Graham) in kolloiden en kristalloiden onderscheidde, heeft men later bemerkt, dat alle stoffen zoowel in den eenen als den anderen toestand van oplossing te brengen zijn. Kenmerken voor de k. opl. zijn, dat zij stollen en koken bij dezelfde temp. als het oplosmiddel, dat de opgeloste stof niet in staat is een wand eener andere k. stof, zooals perkamentpapier, collodion, te passeeren (dialyse) en dat zij veelal bij opvallend licht min of meer troebel zijn. In het ultramikroskoop ziet men de k. stof in snelle Brownsche beweging; als zij zeer klein zijn verraden zij zich slechts door zijwaarts afge bogen licht. Men onderscheidt suspensoiden of lyophobe en emulsoiden of lyophile kolloiden. Bij de eerstgenoemde (koll. metalen, sulfiden, zwavel, enz.) treedt het koll. gedispergeerde deeltje in geenerlei wisselwerking met de oplossingsvloeistof; de deeltjes zijn vaak vast. Bij de emulsoiden (eiwitten, kiezelzuur, hydroxyden, enz.) daarentegen heeft een sterke wisselwerking met het oplosmiddel plaats. De kolloid verdeelde stof is electrisch geladen ten opzichte van het water, zij beweegt zich derhalve in het electrische veld. De suspensoiden zijn uiterst gevoelig voor kleine sporen van electrolyten.

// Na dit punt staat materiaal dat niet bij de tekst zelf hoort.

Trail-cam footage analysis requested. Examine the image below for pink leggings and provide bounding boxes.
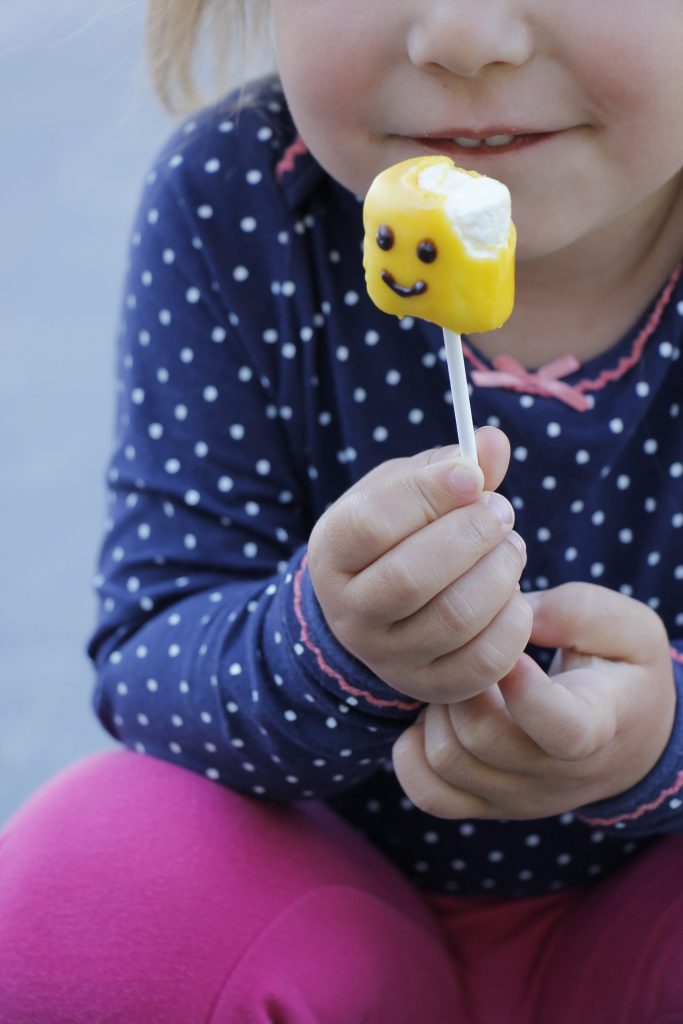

Bij toevoeging daarvan slaat de k. opgeloste stof neer en is veelal niet meer in koll. opl. te brengen. De emulsoiden daarentegen blijven bestaan, zelfs in tegenwoordigheid van vrij groote hoeveelheid electrolyt, althans van zouten van lichtere metalen. Eenmaal neergeslagen kan men veelal den toestand van k. opl. weer herstellen. De gelen, de producten, die de koll. opl. afzetten, zijn geleiachtige massa’s, die blijkens het ultramikroskopisch onderzoek bestaan uit vaste wanden, waarin zich met vloeistof gevulde capillairen bevinden, die een wijdte van ca. 10 millioenste m.M. hebben. Sommige gelen (b.v. de ongevulcaniseerde caoutchouc in benzol) vertoonen de eigenschap, dat zij onder opname van vloeistof in sterke mate opzwellen („quellen”). — In de ziekteleer bedoelt men met k. een aantal op gelei of lijm gelijkende stoffen, die kleurloos of geelachtig en doorschijnend zijn. Zij kunnen in normale organen voorkomen, bv. in de schildklier, of in ziekelijk veranderde organen of gezwellen.